Either operation may require an amphibious landing by U.S. Marines or other military service members. It should come as no surprise, then, that the Pentagon is massing thousands in the Persian Gulf aboard six assault ships organized in two amphibious ready groups.
Any amphibious operation would be extremely risky as lumbering and lightly armed ships disgorge slow, vulnerable landing craft packed with Marines and their equipment—and the landing craft slowly motor toward potentially heavily defended beaches, possibly while under attack from below, on and above the waves.
Drones can help build up combat power while reducing risk for those executing the operation.
Unmanned systems “can provide [surveillance] and initial strike capability against whatever targets and enemy defenses may already be in place to meet the amphibious assault,” said Samuel Bendett, a drone expert with CNA, a Virginia think-tank.

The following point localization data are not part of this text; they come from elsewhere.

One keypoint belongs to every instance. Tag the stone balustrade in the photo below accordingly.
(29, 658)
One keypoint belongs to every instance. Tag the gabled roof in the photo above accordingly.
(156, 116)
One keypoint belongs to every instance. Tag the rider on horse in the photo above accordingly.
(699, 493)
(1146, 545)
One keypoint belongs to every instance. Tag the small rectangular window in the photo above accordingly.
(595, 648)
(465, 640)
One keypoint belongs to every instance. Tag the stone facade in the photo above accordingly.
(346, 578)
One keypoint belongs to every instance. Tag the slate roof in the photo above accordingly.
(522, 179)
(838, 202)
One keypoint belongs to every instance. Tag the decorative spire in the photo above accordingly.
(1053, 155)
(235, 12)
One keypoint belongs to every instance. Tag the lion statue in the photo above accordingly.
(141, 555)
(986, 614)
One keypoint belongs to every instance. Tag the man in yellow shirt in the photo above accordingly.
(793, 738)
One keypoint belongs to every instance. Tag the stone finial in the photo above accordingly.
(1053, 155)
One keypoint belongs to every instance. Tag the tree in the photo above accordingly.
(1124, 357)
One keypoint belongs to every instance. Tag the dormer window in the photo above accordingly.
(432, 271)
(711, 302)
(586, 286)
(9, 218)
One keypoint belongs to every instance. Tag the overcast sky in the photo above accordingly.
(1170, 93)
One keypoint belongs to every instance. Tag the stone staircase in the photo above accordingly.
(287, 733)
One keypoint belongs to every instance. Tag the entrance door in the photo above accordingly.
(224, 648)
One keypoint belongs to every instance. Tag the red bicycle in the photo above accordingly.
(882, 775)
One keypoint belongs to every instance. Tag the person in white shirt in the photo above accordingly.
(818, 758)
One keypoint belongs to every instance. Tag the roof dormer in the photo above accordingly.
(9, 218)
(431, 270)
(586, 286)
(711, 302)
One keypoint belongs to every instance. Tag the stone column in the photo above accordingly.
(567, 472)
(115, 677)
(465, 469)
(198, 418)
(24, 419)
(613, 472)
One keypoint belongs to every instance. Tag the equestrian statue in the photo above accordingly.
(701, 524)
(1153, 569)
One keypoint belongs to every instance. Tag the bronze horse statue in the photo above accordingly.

Even successful U.S. amphibious landings during World War II, the last conflict where they were common, usually left thousands of Americans dead or wounded.
An array of defense companies are working hard to make amphibious ops less risky for the landing force, by replacing some of the people with autonomous or remotely-controlled machines.
Some of the systems are already in use in the U.S. Marine Corps. Some are coming soon.
All represent an effort to staunch the bloodletting traditionally associated with beach landings under fire.
Low-profile vessels
Virginia-based Leidos has developed an unmanned surface vessel—basically, a self-steering motor boat—that could stealthily scout enemy waters ahead of an amphibious landing, and then help resupply the landing force after the force gets its feet dry. Leidos’ Sea Specter is a so-called “low-profile vessel.” That is, a boat that sits very low in the water, just a foot or so of it rising above the surface.
Leidos declined to comment on the Sea Specter.
Low-profile vessels are extremely difficult to detect, which is why drug smugglers favor them… and why the Marine Corps has acquired three of the 65-foot Sea Specters for testing and is mulling a follow-on order for hundreds of operational examples for around $150,000 a copy.
Motoring hundreds of miles at a top speed of 11.5 miles per hour, five tons of cargo in their holds, the unmanned boats—likely satellite-guided but with a possible magnetic navigation backup—could reduce the risks before and after a landing, by removing the human crews from amphibious scout and resupply missions.